Moore has written over 170 papers at the boundary between mathematics, physics, and computer science, ranging from quantum computing, social networks, and phase transitions in NP-complete problems and Bayesian inference, to risk assessment in criminal justice. He is an elected Fellow of the American Physical Society, the American Mathematical Society, and the American Association for the Advancement of Science. With Stephan Mertens, he is the author of The Nature of Computation from Oxford University Press.
Abstract: Suppose we observe a matrix of data with a low-rank “signal” obscured by noise. The standard way to find the signal, at least approximately, is PCA (principal component analysis): just look at the eigenvectors of the matrix. For Gaussian noise, random matrix theory tells us exactly how well this works: that is, the accuracy we can achieve as a function of the signal-to-noise ratio.
For tensors, such as three-index tables A_ijk, the situation is much more complex. Here there seems to be a “statistical-computational gap,” namely a regime where finding the signal is possible but exponentially hard.
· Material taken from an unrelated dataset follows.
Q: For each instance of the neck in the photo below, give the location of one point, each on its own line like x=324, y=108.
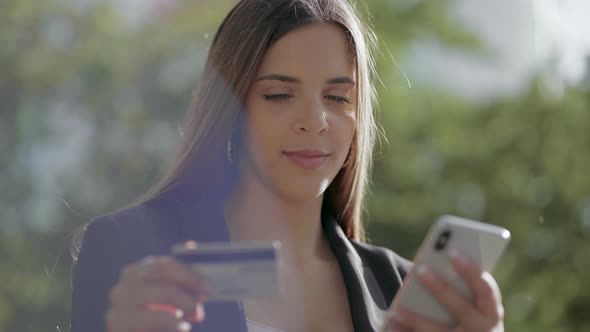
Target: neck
x=253, y=213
Physically, this corresponds to a “glass transition,” where the optimum becomes hidden behind an energy barrier. Mathematically, it means that we believe no polynomial-time algorithm exists, and that something like exhaustive search is necessary.
I’ll give evidence for this exponential hardness by showing that no algorithm remotely similar to PCA can work: more precisely, no low-degree polynomial of the input can. Along the way, I’ll give an introduction to tensor networks — a generalization of matrix products and traces that everyone, including network theorists, should know about. If we’re really lucky I’ll mention free probability and free cumulants...
This is joint work with Tim Kunisky (Yale) and Alex Wein (UC Davis) and appeared in FOCS 2024.